Jesús, dame la sabiduría para saber reconocer en dónde y cómo se encuentra la felicidad.


Meditación del Papa 

Se rinde un culto idolátrico al dinero. Porque se ha globalizado la indiferencia!, se ha globalizado la indiferencia: a mí ¿Qué me importa lo que les pasa a otros mientras yo defienda lo mío? Porque el mundo se ha olvidado de Dios, que es Padre; se ha vuelto huérfano porque dejó a Dios de lado. 


Algunos de ustedes expresaron: Este sistema ya no se aguanta. Tenemos que cambiarlo, tenemos que volver a llevar la dignidad humana al centro y que sobre ese pilar se construyan las estructuras sociales alternativas que necesitamos. Hay que hacerlo con coraje, pero también con inteligencia. Con tenacidad, pero sin fanatismo. Con pasión, pero sin violencia. Y entre todos, enfrentando los conflictos sin quedar atrapados en ellos, buscando siempre resolver las tensiones para alcanzar un plano superior de unidad, de paz y de justicia. Los cristianos tenemos algo muy lindo, una guía de acción, un programa, podríamos decir, revolucionario. Les recomiendo vivamente que lo lean, que lean las bienaventuranzas que están en el capítulo 5 de San Mateo y 6 de San Lucas, y que lean el pasaje de Mateo 25. Se los dije a los jóvenes en Río de Janeiro, con esas dos cosas tiene el programa de acción.  (Discurso de S.S. Francisco a los participantes del Encuentro Mundial de los Movimientos Populares, octubre de 2014).

 

Reflexión

Si miramos a nuestro mundo vemos gentes que son pobres, que pasan hambre, que sufren, que son excluidos y proscritos... y a nadie se nos ocurre llamarlos dichosos ni tampoco ellos mismos se sienten como tales. Por el contrario vemos gente rica, que disfruta de todas las comodidades posibles y goza el momento presente como si poseyera el mayor tesoro, y todo los miramos con cierta envidia y los calificamos como gente con suerte.


¿Cómo entender el Evangelio? ¿Dónde está el contraste? ¿Cómo explicar estas antinomias?

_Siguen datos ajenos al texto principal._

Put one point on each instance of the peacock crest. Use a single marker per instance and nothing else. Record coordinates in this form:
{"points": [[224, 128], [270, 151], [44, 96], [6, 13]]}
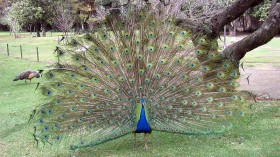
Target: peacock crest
{"points": [[137, 73]]}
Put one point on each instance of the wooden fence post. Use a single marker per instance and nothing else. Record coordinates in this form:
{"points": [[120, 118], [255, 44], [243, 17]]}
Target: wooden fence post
{"points": [[20, 51], [8, 52], [37, 54]]}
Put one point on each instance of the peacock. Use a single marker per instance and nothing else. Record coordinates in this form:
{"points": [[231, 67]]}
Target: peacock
{"points": [[28, 75], [139, 73]]}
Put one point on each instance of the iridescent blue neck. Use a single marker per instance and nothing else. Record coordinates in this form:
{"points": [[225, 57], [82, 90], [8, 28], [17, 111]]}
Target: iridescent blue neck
{"points": [[143, 125]]}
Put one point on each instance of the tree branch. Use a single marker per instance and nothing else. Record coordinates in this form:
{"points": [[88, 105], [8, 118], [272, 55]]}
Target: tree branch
{"points": [[264, 34], [212, 26], [238, 8]]}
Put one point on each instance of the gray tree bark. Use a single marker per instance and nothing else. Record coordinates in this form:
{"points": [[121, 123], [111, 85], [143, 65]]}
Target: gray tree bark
{"points": [[269, 28]]}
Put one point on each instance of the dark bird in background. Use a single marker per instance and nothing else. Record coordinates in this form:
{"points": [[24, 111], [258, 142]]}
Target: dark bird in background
{"points": [[29, 74]]}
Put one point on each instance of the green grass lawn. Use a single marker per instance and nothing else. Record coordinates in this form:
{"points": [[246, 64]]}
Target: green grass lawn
{"points": [[260, 138], [17, 100], [46, 46], [268, 53]]}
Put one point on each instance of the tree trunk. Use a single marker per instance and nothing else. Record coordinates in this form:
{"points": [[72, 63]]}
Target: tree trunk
{"points": [[264, 34]]}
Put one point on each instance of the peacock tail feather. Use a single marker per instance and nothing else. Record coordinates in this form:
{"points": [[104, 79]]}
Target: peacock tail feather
{"points": [[93, 96]]}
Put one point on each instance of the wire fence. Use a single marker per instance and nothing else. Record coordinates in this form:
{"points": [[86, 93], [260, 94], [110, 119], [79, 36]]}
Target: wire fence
{"points": [[39, 49]]}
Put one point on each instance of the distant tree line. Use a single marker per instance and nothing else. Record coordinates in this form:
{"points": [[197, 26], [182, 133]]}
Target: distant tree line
{"points": [[77, 15]]}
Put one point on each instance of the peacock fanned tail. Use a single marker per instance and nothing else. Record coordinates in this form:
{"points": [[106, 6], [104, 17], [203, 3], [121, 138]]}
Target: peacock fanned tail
{"points": [[95, 95]]}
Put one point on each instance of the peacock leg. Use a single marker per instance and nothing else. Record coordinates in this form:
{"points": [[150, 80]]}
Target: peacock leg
{"points": [[134, 139], [145, 139]]}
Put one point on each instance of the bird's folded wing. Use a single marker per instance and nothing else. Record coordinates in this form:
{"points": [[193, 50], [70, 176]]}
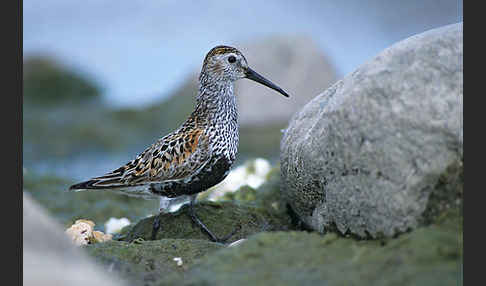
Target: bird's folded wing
{"points": [[173, 157]]}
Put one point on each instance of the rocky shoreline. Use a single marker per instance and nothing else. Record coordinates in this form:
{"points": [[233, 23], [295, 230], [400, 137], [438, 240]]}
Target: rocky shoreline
{"points": [[368, 192]]}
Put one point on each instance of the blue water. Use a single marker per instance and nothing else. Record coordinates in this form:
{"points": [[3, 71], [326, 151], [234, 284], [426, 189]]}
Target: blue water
{"points": [[140, 51]]}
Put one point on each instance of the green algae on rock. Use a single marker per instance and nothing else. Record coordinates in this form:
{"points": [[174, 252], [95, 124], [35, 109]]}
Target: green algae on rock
{"points": [[429, 255], [221, 217], [146, 262], [51, 192]]}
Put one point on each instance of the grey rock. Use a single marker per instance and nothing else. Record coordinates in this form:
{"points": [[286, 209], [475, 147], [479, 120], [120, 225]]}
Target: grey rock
{"points": [[371, 154], [49, 258]]}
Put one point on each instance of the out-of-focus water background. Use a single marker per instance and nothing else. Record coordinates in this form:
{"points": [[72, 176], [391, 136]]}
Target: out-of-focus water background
{"points": [[104, 79]]}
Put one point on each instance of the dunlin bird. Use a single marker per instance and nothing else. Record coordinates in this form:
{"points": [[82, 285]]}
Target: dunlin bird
{"points": [[198, 154]]}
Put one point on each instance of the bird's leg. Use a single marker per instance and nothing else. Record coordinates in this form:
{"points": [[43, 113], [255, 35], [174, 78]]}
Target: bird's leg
{"points": [[155, 226], [203, 227]]}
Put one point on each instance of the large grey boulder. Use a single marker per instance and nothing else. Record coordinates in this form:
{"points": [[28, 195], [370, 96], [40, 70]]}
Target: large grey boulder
{"points": [[381, 151], [49, 258]]}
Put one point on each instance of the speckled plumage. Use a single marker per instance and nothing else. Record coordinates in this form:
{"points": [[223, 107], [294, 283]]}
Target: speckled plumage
{"points": [[198, 154]]}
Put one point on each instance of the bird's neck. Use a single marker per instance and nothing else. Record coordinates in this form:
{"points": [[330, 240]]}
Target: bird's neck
{"points": [[216, 100]]}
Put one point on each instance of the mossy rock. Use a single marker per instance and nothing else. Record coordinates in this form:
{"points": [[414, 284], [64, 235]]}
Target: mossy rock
{"points": [[146, 262], [222, 218], [431, 255]]}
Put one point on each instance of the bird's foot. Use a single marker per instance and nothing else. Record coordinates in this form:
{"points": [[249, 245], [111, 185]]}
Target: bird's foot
{"points": [[225, 238]]}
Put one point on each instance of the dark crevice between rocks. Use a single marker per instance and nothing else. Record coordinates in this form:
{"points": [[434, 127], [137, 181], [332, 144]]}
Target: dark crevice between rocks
{"points": [[446, 194]]}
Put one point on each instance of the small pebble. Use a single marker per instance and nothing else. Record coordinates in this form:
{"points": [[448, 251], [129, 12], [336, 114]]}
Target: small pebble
{"points": [[178, 260]]}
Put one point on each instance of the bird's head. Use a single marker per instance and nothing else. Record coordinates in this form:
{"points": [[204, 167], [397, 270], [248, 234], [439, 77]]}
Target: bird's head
{"points": [[226, 63]]}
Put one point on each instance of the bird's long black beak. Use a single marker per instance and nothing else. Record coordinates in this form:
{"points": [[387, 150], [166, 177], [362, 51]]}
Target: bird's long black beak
{"points": [[253, 75]]}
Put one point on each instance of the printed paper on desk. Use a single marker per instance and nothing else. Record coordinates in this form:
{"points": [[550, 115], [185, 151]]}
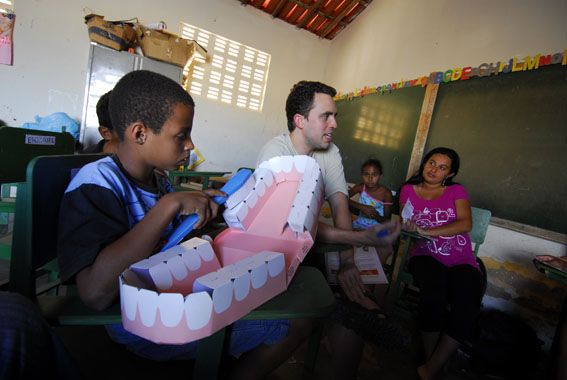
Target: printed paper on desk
{"points": [[368, 264]]}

El Evangelio es una fuerza revolucionaria que trastorna la mentalidad de este mundo presente; las personas que se dejan alcanzar por su influjo se abren a nuevas dimensiones y son capaces de descubrir la riqueza del compartir, de gozar la alegría de la entrega, de experimentar la paz en medio del desconcierto...


Todos necesitamos hacernos pobres de ambicionar cosas superfluas; salir de nuestros egoísmos para acercarnos a los otros; reír con los que ríen y llorar con los que lloran.


Propósito

Que mi cercanía y apoyo a una persona que sufre, le haga experimentar el amor de  Cristo. 


Diálogo con Cristo

Dios de cielos y tierra que alimentas los pájaros del campo y no olvidas nada de lo que has creado, te pido por todos los hombres que pasan hambre para que descubran en tu Palabra la fuerza que los conforte y encuentren hermanos que sacien su necesidad.